Aussi, on comprend que
le mystère de la Trinité et le mystère de la charité sont un seul et même
mystère. On peut accueillir sans réserve cette clef de lecture que nous fournit
saint Augustin : « Tu vois la Trinité, si tu vois la charité »[1].
Partout où la liturgie nous indique le mystère de la Trinité, c’est pour mieux
nous introduire dans la logique d’une charité ecclésiale. Que signifie que nous
ayons été baptisés dans la Trinité, sinon que nous avons été plongés dans la
charité ? Que signifie que nous nous adressions des salutations
trinitaires, sinon que nous nous parlons dans la charité ? Si le mystère
de la Trinité constitue l’horizon de toute la vie chrétienne, c’est parce que
la réalité de la charité est le cœur même de toute vraie spiritualité.
Après avoir confié à ses
apôtres le ministère baptismal (« baptisez-les… » ; Mt 28, 19), Jésus
ajoute : « apprenez-leur
à observer tout ce que je vous ai commandé » (Mt 28, 20). Qu’est-ce que Jésus a
donc commandé ? L’évangile répond évidemment à cette question en mettant
en relief les deux commandements qui sont « semblables » : « Tu aimeras le Seigneur
ton Dieu » ;
« tu
aimeras ton prochain comme toi-même » (cf. Mt 22,
36-40). Être baptisé dans l’amour et observer le commandement de l’amour, aimer
Dieu et aimer l’homme (qui est semblable à Dieu ; cf. Gn 1, 26), telle est la cohérence d’une vie
chrétienne. Et, vous le voyez, c’est bien le mystère trinitaire qui donne à
tout cela sa structure, sa logique profonde.
Il se peut, cependant,
que devant le mystère trinitaire, on ait des « doutes » (Mt 28,
17) : cette vérité d’un Dieu unique en trois Personnes dépasse tellement
ce qu’on peut concevoir. Il se peut aussi que devant l’exigence de l’amour, on
ait des doutes : ce commandement est d’une radicalité vertigineuse qui
surplombe les possibilités de notre cœur étroit et mesquin. Il est si difficile
de croire ; il est si difficile d’aimer. Dans les deux cas, le doute est
le même. Dieu peut être ce qu’il est, mais que m’importe si je suis englué dans
ma médiocrité : j’ai peur de croire, car je voudrais des preuves ;
j’ai peur d’aimer, car je crains de souffrir.
Le Christ, qui a partagé
notre misère sait bien que nous ne pouvons pas croire si nous sommes seuls, que
nous ne pouvons aimer s’il ne vient pas lui-même aimer en nous. C’est pourquoi
la dernière parole de Jésus est un mot de réconfort : « je suis avec vous tous
les jours »
(Mt 28, 20). « Tous les jours », c’est-à-dire : non
seulement quand tout va bien ; mais aussi (et surtout) quand tout va mal.
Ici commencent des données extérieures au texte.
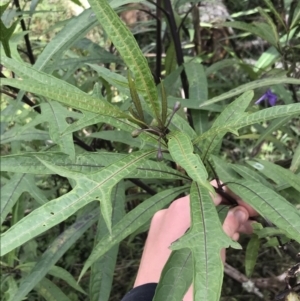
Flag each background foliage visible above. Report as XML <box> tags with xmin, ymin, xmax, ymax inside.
<box><xmin>0</xmin><ymin>0</ymin><xmax>300</xmax><ymax>301</ymax></box>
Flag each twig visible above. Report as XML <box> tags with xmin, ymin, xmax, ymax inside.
<box><xmin>14</xmin><ymin>0</ymin><xmax>35</xmax><ymax>65</ymax></box>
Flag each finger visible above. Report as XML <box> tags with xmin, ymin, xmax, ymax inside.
<box><xmin>210</xmin><ymin>180</ymin><xmax>259</xmax><ymax>216</ymax></box>
<box><xmin>210</xmin><ymin>180</ymin><xmax>223</xmax><ymax>206</ymax></box>
<box><xmin>221</xmin><ymin>206</ymin><xmax>249</xmax><ymax>262</ymax></box>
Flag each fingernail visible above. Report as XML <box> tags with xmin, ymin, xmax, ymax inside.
<box><xmin>234</xmin><ymin>210</ymin><xmax>247</xmax><ymax>223</ymax></box>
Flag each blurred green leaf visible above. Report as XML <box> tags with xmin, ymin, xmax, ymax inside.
<box><xmin>245</xmin><ymin>234</ymin><xmax>260</xmax><ymax>278</ymax></box>
<box><xmin>193</xmin><ymin>104</ymin><xmax>300</xmax><ymax>144</ymax></box>
<box><xmin>35</xmin><ymin>278</ymin><xmax>71</xmax><ymax>301</ymax></box>
<box><xmin>290</xmin><ymin>143</ymin><xmax>300</xmax><ymax>172</ymax></box>
<box><xmin>201</xmin><ymin>91</ymin><xmax>253</xmax><ymax>161</ymax></box>
<box><xmin>247</xmin><ymin>159</ymin><xmax>300</xmax><ymax>191</ymax></box>
<box><xmin>199</xmin><ymin>77</ymin><xmax>300</xmax><ymax>108</ymax></box>
<box><xmin>221</xmin><ymin>21</ymin><xmax>278</xmax><ymax>48</ymax></box>
<box><xmin>153</xmin><ymin>249</ymin><xmax>193</xmax><ymax>301</ymax></box>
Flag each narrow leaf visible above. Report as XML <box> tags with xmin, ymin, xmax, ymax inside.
<box><xmin>35</xmin><ymin>278</ymin><xmax>71</xmax><ymax>301</ymax></box>
<box><xmin>168</xmin><ymin>132</ymin><xmax>208</xmax><ymax>185</ymax></box>
<box><xmin>221</xmin><ymin>177</ymin><xmax>300</xmax><ymax>242</ymax></box>
<box><xmin>245</xmin><ymin>234</ymin><xmax>260</xmax><ymax>278</ymax></box>
<box><xmin>171</xmin><ymin>182</ymin><xmax>240</xmax><ymax>301</ymax></box>
<box><xmin>199</xmin><ymin>77</ymin><xmax>300</xmax><ymax>108</ymax></box>
<box><xmin>127</xmin><ymin>71</ymin><xmax>145</xmax><ymax>122</ymax></box>
<box><xmin>153</xmin><ymin>249</ymin><xmax>193</xmax><ymax>301</ymax></box>
<box><xmin>79</xmin><ymin>186</ymin><xmax>187</xmax><ymax>279</ymax></box>
<box><xmin>89</xmin><ymin>0</ymin><xmax>160</xmax><ymax>121</ymax></box>
<box><xmin>201</xmin><ymin>91</ymin><xmax>253</xmax><ymax>161</ymax></box>
<box><xmin>193</xmin><ymin>104</ymin><xmax>300</xmax><ymax>144</ymax></box>
<box><xmin>89</xmin><ymin>181</ymin><xmax>125</xmax><ymax>301</ymax></box>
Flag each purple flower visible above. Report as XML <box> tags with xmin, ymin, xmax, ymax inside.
<box><xmin>255</xmin><ymin>89</ymin><xmax>277</xmax><ymax>107</ymax></box>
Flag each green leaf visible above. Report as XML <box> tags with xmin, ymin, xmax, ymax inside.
<box><xmin>0</xmin><ymin>152</ymin><xmax>189</xmax><ymax>180</ymax></box>
<box><xmin>165</xmin><ymin>40</ymin><xmax>177</xmax><ymax>76</ymax></box>
<box><xmin>168</xmin><ymin>96</ymin><xmax>223</xmax><ymax>112</ymax></box>
<box><xmin>1</xmin><ymin>150</ymin><xmax>156</xmax><ymax>255</ymax></box>
<box><xmin>290</xmin><ymin>2</ymin><xmax>300</xmax><ymax>29</ymax></box>
<box><xmin>0</xmin><ymin>2</ymin><xmax>19</xmax><ymax>57</ymax></box>
<box><xmin>171</xmin><ymin>182</ymin><xmax>240</xmax><ymax>301</ymax></box>
<box><xmin>168</xmin><ymin>132</ymin><xmax>208</xmax><ymax>185</ymax></box>
<box><xmin>11</xmin><ymin>206</ymin><xmax>99</xmax><ymax>301</ymax></box>
<box><xmin>228</xmin><ymin>164</ymin><xmax>274</xmax><ymax>189</ymax></box>
<box><xmin>245</xmin><ymin>234</ymin><xmax>260</xmax><ymax>278</ymax></box>
<box><xmin>34</xmin><ymin>9</ymin><xmax>97</xmax><ymax>70</ymax></box>
<box><xmin>0</xmin><ymin>124</ymin><xmax>50</xmax><ymax>144</ymax></box>
<box><xmin>63</xmin><ymin>112</ymin><xmax>157</xmax><ymax>148</ymax></box>
<box><xmin>220</xmin><ymin>21</ymin><xmax>278</xmax><ymax>47</ymax></box>
<box><xmin>89</xmin><ymin>130</ymin><xmax>143</xmax><ymax>148</ymax></box>
<box><xmin>79</xmin><ymin>186</ymin><xmax>187</xmax><ymax>279</ymax></box>
<box><xmin>254</xmin><ymin>117</ymin><xmax>291</xmax><ymax>147</ymax></box>
<box><xmin>169</xmin><ymin>110</ymin><xmax>197</xmax><ymax>139</ymax></box>
<box><xmin>199</xmin><ymin>77</ymin><xmax>300</xmax><ymax>108</ymax></box>
<box><xmin>41</xmin><ymin>101</ymin><xmax>75</xmax><ymax>160</ymax></box>
<box><xmin>205</xmin><ymin>58</ymin><xmax>239</xmax><ymax>76</ymax></box>
<box><xmin>259</xmin><ymin>0</ymin><xmax>287</xmax><ymax>30</ymax></box>
<box><xmin>89</xmin><ymin>0</ymin><xmax>160</xmax><ymax>121</ymax></box>
<box><xmin>247</xmin><ymin>159</ymin><xmax>300</xmax><ymax>191</ymax></box>
<box><xmin>87</xmin><ymin>64</ymin><xmax>130</xmax><ymax>94</ymax></box>
<box><xmin>1</xmin><ymin>56</ymin><xmax>129</xmax><ymax>118</ymax></box>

Jésus est avec nous dans la consolation et dans la désolation[2].
Quelle que soit donc la situation spirituelle de notre âme, favorable et
sereine, angoissée et lasse, Jésus est avec nous : il l’a promis, et il ne
peut nous décevoir.
Faire ainsi, dans la
prière de l’Eglise, l’expérience d’une charité qui nous précède, qui nous
accompagne, qui nous enveloppe, c’est déjà, autant qu’il est possible ici-bas,
« voir la Trinité ». Ce désir de voir Dieu est ainsi purifié sans
cesse par l’exigence toujours plus urgente d’une charité vraiment active. Il
n’y a pas d’autre voie possible : pour connaître Dieu, il faut aimer. A
ceux qui pensent que le mystère de la Trinité est une idée abstraite, un dogme
lointain, on peut ainsi répondre par le témoignage bien concret d’un amour
toujours plus authentique. Ainsi, « avec nous seront grâce, miséricorde et paix, de
la part de Dieu le Père et de Jésus Christ, le Fils du Père, dans la vérité et
dans la charité »
(2Jn 3).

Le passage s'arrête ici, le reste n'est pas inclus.